Thursday, January 19, 2012

I really recommend

Rebecca Skloot's The Immortal Life of Henrietta Lacks, which chronicles the life of Henrietta Lacks, the remarkable cell line derived from her cervical cancer cells and its effects on science and medicine, and also what effect her death (and the cells' distribution and fame) had on her family.

I'm still working my way through it, but it's an excellent story, and the writer has a great deal of empathy for the family. It amazes me all the things that her cells, known as HeLa, were used for, and what good it has done in terms of research, curing diseases, developing vaccines, etc., but also so many things we take for granted about science and medicine today--informed consent, standards, HIPAA, etc. were so absent in the mid-to-late 20th century, and how respected pioneers in medicine did things we now consider unethical and opportunistic. It also helps the reader understand why medicine is distrusted by many African-Americans.

I recommend this book particularly if you are in the science or medical field, but anyone would benefit from reading it.
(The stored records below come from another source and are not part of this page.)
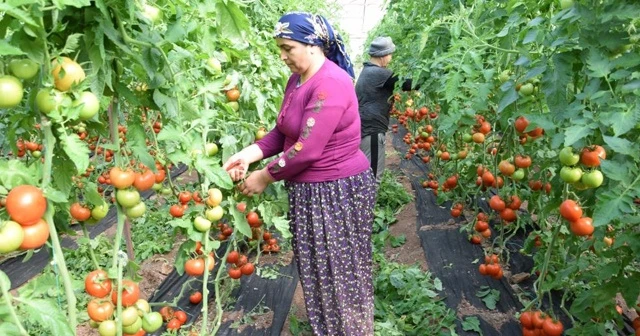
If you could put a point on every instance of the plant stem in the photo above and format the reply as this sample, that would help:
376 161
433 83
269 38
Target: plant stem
58 256
12 313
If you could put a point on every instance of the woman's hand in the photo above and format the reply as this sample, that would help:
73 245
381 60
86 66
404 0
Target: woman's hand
255 183
236 166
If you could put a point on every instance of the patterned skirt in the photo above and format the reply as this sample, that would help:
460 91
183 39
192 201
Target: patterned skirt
331 224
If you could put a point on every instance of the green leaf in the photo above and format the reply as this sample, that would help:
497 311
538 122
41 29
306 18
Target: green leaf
77 151
48 315
7 49
471 323
599 65
72 44
620 145
576 132
231 21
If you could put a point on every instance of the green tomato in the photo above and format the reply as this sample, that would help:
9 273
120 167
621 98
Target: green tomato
201 224
133 328
48 100
213 65
211 149
214 214
564 4
107 328
504 76
151 322
592 179
11 236
23 68
570 175
90 105
568 157
11 91
518 175
128 197
129 316
526 89
136 211
100 211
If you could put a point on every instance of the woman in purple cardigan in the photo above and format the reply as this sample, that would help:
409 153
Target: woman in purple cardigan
331 187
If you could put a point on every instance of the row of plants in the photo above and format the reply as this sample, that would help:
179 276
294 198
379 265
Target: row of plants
99 102
534 105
I think if I were a professor in biology or medicine, I would require this be read by my students. From the beginning, Skloot sought to find the humanity behind the science, and I think it's important to remember that there was a woman behind those cells, a woman who was a young mother who never got to see her children grow up, a woman who dealt with poverty and racism on a daily basis, and a woman whose own suffering made it possible for many others to live.